#AI-driven Colombian Law Agent

1 messages · Page 1 of 1 (latest)

orchid wing
#

I am trying to build a AI-driven legal support project. The workflow of the project is like below:

  1. user upload a PDF document which contains legal matters
    I attached sample pdf file
  2. The service extracts information like the background, relevant facts, evidences, etc
  3. The extracted information is used to search similar judicial precedent which is stored in mongodb.
    The data is scraped from the websites like https://www.corteconstitucional.gov.co/relatoria/2024/T-310-24.htm
    I scraped nearly 40k data.
  4. The service generate a new document with the extracted information based on the searched previous judgement.

Now I want to build this project with RAGs or Langchain. I want to build local LLM. But until now, I have no clear idea how to handle it. I need your help.

scarlet parcel
#

Like many before you, I would advise you NOT use langchain, primarily because your data sources are not well centralized. You'll also find that downloading the data may take significant resources.

orchid parcel
#

Building a local LLM can be challenging. However, utilizing an existing open-source LLM like LLama 3.3 70B and running it locally could be a cost-effective solution.

orchid wing
orchid wing
scarlet parcel
# orchid wing could you please guide me how to implement this task?

The components of RAG are pretty simple. You have your data (organized in some way) stored locally on your machine. You also need a vectorDB (I used lancedb) for when you store vector embeddings. And you'll need an embedding model (ie BERT or sentence-transformers) to convert text into dense vector embeddings.

#

Given the scale of your legal data, I'd recommend you use a standard 2-stage approach to your search engine: stage 1 being a TF-IDF search engine and stage 2 being your vector DB.

#

Would also highly recommend you precompute the TF-IDF stuff (ie text frequencies for each document and inverse document frequencies for each word), and implement the TF-IDF search in something fast like Rust over python or nodejs.

orchid wing
#

many thanks. i am familiar with python. and will develop as you guide.

scarlet parcel
#

Python is great for rapid prototyping and scripting the preprocessing, BUT depending on the scale (number of documents and length of documents), you may want to consider faster alternatives OR speeding up parts of your Python with rust extensions.

#

Also, the reason I shy people away from langchain is because it's a library that is constantly evolving with documentation becoming out of date real quick. When you dissect their code in GitHub, you find so many layers of abstraction that it's tough to follow where everything goes. It's just much easier to build your own RAG system than to rely on langchain.
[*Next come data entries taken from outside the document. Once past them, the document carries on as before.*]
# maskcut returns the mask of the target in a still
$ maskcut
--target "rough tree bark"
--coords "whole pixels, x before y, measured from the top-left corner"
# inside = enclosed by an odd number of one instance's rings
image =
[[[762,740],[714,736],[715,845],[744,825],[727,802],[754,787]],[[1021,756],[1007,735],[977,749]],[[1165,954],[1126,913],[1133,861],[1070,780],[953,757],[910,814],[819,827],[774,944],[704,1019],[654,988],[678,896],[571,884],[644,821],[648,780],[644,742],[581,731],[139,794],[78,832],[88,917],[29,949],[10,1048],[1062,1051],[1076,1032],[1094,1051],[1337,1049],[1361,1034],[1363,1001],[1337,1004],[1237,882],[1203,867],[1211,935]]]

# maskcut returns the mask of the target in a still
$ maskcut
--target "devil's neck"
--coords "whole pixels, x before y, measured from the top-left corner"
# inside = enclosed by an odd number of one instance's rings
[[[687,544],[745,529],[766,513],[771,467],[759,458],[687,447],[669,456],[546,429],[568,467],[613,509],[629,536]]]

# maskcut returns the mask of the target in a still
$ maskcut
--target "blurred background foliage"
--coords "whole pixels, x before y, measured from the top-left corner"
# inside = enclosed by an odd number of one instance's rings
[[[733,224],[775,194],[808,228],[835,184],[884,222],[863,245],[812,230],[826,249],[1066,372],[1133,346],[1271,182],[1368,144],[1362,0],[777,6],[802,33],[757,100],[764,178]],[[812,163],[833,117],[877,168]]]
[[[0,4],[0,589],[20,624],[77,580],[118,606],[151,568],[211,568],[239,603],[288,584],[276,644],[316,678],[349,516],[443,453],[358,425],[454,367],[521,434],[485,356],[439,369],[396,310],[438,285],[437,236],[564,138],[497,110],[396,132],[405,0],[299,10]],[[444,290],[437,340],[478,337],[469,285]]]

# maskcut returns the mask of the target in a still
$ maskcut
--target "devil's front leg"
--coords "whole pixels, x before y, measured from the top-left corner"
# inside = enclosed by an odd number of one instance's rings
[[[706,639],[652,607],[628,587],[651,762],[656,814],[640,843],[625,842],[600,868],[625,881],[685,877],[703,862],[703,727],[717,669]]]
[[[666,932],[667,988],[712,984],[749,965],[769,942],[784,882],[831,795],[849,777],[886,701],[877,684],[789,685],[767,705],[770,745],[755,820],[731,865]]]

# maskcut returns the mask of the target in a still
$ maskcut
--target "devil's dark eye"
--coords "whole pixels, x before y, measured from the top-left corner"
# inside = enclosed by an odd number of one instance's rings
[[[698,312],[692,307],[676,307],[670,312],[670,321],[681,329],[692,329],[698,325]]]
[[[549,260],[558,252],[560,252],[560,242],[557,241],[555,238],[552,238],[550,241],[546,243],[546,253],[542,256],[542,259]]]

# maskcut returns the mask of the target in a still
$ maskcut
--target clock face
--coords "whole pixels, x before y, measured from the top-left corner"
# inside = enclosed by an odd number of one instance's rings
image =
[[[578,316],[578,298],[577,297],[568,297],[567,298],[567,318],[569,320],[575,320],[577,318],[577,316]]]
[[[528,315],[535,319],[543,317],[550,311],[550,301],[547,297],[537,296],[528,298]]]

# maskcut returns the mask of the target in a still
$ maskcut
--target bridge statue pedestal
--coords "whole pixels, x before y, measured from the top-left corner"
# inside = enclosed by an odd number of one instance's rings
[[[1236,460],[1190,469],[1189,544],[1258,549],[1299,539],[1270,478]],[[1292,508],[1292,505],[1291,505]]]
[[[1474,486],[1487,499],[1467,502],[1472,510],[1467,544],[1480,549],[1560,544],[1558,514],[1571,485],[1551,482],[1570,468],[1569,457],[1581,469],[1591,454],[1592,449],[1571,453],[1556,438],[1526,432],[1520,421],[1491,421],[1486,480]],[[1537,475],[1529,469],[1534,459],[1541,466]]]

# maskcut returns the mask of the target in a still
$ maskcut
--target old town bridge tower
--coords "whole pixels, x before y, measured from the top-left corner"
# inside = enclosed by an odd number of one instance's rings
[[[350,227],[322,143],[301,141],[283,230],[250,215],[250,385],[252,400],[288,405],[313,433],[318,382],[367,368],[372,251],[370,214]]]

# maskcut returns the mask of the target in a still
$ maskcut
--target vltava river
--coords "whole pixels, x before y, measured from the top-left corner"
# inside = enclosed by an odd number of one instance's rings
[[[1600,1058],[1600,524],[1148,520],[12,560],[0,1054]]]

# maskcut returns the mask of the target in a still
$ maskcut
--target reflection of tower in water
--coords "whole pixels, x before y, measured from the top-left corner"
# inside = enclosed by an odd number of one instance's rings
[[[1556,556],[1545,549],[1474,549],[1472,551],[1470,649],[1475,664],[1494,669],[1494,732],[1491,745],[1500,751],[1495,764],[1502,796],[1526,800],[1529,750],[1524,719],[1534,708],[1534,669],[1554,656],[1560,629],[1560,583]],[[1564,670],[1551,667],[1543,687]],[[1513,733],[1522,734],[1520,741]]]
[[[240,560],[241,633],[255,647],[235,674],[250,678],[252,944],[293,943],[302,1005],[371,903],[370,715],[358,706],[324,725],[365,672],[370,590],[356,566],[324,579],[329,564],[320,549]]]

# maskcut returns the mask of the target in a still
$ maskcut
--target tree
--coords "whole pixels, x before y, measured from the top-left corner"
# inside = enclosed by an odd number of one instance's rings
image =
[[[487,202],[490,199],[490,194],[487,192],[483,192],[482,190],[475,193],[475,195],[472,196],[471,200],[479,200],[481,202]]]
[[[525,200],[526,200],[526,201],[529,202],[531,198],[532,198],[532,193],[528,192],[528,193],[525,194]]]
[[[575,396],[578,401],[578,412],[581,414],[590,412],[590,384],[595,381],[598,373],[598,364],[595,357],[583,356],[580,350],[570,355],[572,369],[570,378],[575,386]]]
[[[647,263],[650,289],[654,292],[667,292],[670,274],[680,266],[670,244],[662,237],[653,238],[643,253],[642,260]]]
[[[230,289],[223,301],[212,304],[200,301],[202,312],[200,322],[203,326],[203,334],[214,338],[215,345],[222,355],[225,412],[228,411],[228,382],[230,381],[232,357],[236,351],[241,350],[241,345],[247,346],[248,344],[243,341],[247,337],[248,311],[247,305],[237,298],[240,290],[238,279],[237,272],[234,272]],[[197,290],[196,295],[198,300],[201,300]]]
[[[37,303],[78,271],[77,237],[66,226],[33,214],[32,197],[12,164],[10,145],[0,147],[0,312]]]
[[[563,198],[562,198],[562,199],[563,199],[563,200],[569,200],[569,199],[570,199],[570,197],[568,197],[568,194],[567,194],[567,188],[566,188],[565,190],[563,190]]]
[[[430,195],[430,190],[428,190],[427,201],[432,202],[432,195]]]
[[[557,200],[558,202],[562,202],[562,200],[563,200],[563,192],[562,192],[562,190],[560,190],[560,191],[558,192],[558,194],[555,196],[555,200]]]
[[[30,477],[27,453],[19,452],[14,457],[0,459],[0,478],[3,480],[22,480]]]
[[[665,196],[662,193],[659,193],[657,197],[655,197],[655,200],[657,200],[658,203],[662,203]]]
To summarize: Langchain is good for people who want to have a toy project they can put on GitHub/LinkedIn and call it a day. Make your own RAG system if you are passionate or invested in a project and understanding how RAG works.

orchid wing
#

thanks, now i can start the work. I am planning to develop like below:

  1. build vectordb with exiting database
  2. build a rag system to to search and retrieve relevant data

but i have questions for you

  1. is there any local vector db or should i use cloud service like pinecone?
  2. when I retrieve data with RAGs, is the data a single record that is most relevant with uploaded document or a combination of multiple records that treated the similar issues?
orchid wing
# scarlet parcel Python is great for rapid prototyping and scripting the preprocessing, BUT depen...

thanks, now i can start the work. I am planning to develop like below:

  1. build vectordb with exiting database
  2. build a rag system to to search and retrieve relevant data

but i have questions for you

  1. is there any local vector db or should i use cloud service like pinecone?
  2. when I retrieve data with RAGs, is the data a single record that is most relevant with uploaded document or a combination of multiple records that treated the similar issues?
scarlet parcel
#

Regarding what is retrieved, usually what is fed into the LLM is actual text chunks that are providing some relevant context. Here's how this looks like with a two-stage RAG system:

  1. Query goes to TF-IDF/BM25 search engine. Search returns the top N relevant documents based on that method
  2. Those top N documents are turned in vectors via an embedding model and stored in a vector DB. Depending on the size of the data (and amount of storage available to you), it may be better to compute those embeddings on the fly instead of precompute.
  3. Anyways, the Query goes to the vector db, filtered down to only look at vectors from the top N documents from stage 1. The query is embedded and we use vector similarity once again to get the top M embeddings. Given the embeddings (and associated text metadata) from the vector db, that is turned into the actual text chunks from your knowledge base (in other words, your vector DB should hold embeddings and info about the original text that was embedded so you can retrieve what exactly each text chunk was for that particular embedding).
  4. Those top M texts are returned to the LLM and everything is passed into one large template prompt that looks something like:

"Given the following context:
{context text 1}
{context text 2}
{context text M}

Answer the following question:
{user entered query}"

#

If your model does not have sufficient context window for processing the data, you would probably set M = 1. If your model can handle larger contexts, M can be larger.

#

It is advised that you have M > 1 in case your retrieval did not return the "needed"/"correct" text chunk in the first result.